Patchwork How to deal with UTF-8 filenames?

login
register
mail settings
Submitter Marius Bakke
Date Dec. 4, 2016, 7:56 p.m.
Message ID <8760mzbh9k.fsf@kirby.i-did-not-set--mail-host-address--so-tickle-me>
Download mbox | patch
Permalink /patch/18173/
State New
Headers show

Comments

Marius Bakke - Dec. 4, 2016, 7:56 p.m.
Hello Guix,

I'm trying to package the Norwegian Bokmål Aspell dictionary, which
contains a 'bokmål.alias' in the source archive. This causes 'readdir'
to throw a decoding-error. Here is the backtrace:

phase `unpack' succeeded after 0.1 seconds
starting phase `patch-usr-bin-file'
Backtrace:
In ice-9/boot-9.scm:
 160: 15 [catch #t #<catch-closure 8cac40> ...]
In unknown file:
   ?: 14 [apply-smob/1 #<catch-closure 8cac40>]
In ice-9/boot-9.scm:
  66: 13 [call-with-prompt prompt0 ...]
In ice-9/eval.scm:
 432: 12 [eval # #]
In ice-9/boot-9.scm:
2404: 11 [save-module-excursion #<procedure 8eb840 at ice-9/boot-9.scm:4051:3 ()>]
4056: 10 [#<procedure 8eb840 at ice-9/boot-9.scm:4051:3 ()>]
1727: 9 [%start-stack load-stack #<procedure 8fdcc0 at ice-9/boot-9.scm:4047:10 ()>]
1732: 8 [#<procedure 8fe990 ()>]
In unknown file:
   ?: 7 [primitive-load "/gnu/store/2f1ikq718l8q0lz7y771m503vdwjf2q9-aspell-dict-nb-0.50.1-0-guile-builder"]
In ice-9/eval.scm:
 387: 6 [eval # ()]
In srfi/srfi-1.scm:
 827: 5 [every1 #<procedure d661e0 at /gnu/store/ciqw5z470c8ihl1kfswj1j3ix6hs092d-module-import/guix/build/gnu-build-system.scm:623:9 (expr)> ...]
In /gnu/store/ciqw5z470c8ihl1kfswj1j3ix6hs092d-module-import/guix/build/gnu-build-system.scm:
 627: 4 [#<procedure d661e0 at /gnu/store/ciqw5z470c8ihl1kfswj1j3ix6hs092d-module-import/guix/build/gnu-build-system.scm:623:9 (expr)> #]
 166: 3 [patch-usr-bin-file #:native-inputs #f ...]
In /gnu/store/ciqw5z470c8ihl1kfswj1j3ix6hs092d-module-import/guix/build/utils.scm:
 336: 2 [find-files "." "^configure$" ...]
In ice-9/ftw.scm:
 481: 1 [loop "." "" ...]
In unknown file:
   ?: 0 [readdir #<directory stream e34a60>]

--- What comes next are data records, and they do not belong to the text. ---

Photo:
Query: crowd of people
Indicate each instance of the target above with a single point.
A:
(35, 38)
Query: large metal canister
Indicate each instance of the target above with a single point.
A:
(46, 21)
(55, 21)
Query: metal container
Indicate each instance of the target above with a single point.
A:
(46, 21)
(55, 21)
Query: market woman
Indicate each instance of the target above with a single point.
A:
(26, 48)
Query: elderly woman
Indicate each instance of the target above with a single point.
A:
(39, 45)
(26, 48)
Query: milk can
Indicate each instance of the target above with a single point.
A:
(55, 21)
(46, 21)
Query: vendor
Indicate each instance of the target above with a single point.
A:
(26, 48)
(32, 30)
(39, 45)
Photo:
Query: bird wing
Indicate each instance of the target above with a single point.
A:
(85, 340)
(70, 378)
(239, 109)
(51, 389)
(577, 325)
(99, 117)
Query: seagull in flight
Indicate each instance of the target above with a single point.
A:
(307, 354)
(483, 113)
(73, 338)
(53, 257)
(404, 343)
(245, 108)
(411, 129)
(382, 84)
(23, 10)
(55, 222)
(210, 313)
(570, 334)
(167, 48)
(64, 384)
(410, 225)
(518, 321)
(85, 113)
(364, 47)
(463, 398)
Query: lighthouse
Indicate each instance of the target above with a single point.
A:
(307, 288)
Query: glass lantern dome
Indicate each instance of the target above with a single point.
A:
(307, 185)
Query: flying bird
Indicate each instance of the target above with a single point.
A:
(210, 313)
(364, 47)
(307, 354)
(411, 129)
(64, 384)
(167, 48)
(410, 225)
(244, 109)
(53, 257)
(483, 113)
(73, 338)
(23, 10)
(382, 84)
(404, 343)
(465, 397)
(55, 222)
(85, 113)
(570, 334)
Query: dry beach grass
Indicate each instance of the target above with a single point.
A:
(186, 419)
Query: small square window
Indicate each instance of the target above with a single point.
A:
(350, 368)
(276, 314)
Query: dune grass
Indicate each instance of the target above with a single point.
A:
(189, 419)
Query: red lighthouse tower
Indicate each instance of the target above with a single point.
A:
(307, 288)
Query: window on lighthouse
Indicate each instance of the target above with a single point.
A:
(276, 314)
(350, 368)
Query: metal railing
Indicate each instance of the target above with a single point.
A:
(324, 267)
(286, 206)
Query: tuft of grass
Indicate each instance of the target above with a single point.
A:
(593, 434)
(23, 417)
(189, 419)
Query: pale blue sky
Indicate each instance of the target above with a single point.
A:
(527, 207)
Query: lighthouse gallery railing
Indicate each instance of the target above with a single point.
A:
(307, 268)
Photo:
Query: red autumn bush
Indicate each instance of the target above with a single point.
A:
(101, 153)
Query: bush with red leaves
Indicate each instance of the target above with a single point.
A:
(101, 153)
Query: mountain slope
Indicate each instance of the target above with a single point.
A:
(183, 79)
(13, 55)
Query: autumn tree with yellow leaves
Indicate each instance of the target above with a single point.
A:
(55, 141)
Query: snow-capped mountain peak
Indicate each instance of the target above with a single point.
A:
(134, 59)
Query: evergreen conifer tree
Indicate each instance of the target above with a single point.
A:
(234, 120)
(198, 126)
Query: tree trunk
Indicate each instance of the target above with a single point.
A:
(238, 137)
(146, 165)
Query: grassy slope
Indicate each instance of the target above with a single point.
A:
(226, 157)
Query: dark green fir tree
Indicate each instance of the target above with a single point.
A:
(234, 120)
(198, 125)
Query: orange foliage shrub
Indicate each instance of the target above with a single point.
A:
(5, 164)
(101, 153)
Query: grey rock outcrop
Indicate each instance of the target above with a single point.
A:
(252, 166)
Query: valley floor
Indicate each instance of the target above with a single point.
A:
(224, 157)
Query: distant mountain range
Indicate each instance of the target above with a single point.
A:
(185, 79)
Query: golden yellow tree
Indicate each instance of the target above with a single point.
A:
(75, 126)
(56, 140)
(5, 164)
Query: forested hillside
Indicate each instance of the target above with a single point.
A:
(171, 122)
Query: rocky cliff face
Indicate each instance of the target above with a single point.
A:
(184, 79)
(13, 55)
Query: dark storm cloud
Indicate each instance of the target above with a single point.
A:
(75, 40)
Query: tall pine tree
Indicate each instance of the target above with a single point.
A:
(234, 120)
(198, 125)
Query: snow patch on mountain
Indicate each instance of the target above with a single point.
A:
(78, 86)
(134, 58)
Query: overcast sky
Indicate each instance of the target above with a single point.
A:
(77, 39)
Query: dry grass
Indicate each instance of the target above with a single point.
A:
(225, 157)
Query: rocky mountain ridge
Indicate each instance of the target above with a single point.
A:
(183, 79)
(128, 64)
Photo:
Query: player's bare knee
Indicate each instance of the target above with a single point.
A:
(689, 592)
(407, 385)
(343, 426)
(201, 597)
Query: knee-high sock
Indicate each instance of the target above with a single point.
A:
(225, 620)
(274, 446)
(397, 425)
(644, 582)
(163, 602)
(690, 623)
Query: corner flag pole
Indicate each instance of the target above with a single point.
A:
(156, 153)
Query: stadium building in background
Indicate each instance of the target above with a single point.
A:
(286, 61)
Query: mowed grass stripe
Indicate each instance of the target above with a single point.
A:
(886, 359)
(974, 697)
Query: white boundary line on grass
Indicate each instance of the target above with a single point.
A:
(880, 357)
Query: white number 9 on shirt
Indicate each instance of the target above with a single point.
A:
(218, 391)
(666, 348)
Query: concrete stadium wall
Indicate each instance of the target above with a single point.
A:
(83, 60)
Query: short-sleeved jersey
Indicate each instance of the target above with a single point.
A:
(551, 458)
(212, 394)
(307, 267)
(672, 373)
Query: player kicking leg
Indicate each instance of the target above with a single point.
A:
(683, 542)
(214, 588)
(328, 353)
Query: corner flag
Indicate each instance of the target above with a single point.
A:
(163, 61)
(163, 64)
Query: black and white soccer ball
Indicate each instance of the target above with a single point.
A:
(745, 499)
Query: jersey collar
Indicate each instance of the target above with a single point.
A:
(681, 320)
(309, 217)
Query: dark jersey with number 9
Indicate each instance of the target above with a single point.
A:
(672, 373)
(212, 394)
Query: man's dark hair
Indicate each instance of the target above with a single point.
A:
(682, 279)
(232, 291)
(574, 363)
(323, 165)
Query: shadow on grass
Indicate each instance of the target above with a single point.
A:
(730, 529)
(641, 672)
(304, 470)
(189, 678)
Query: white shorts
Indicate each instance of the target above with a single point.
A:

ERROR: In procedure readdir:
ERROR: Throw to key `decoding-error' with args `("scm_from_stringn" "input locale conversion error" 84 #vu8(98 111 107 109 229 108 46 97 108 105 97 115))'.
builder for `/gnu/store/fnhnrmshycf6qgfv6b9xsil3ppvracad-aspell-dict-nb-0.50.1-0.drv' failed with exit code 1
cannot build derivation `/gnu/store/419306s2mf3300906ikk39vjy0bqqs64-profile.drv': 1 dependencies couldn't be built

This also happens in the 'patch-source-shebangs' phase which is
necessary for the 'configure' script to work.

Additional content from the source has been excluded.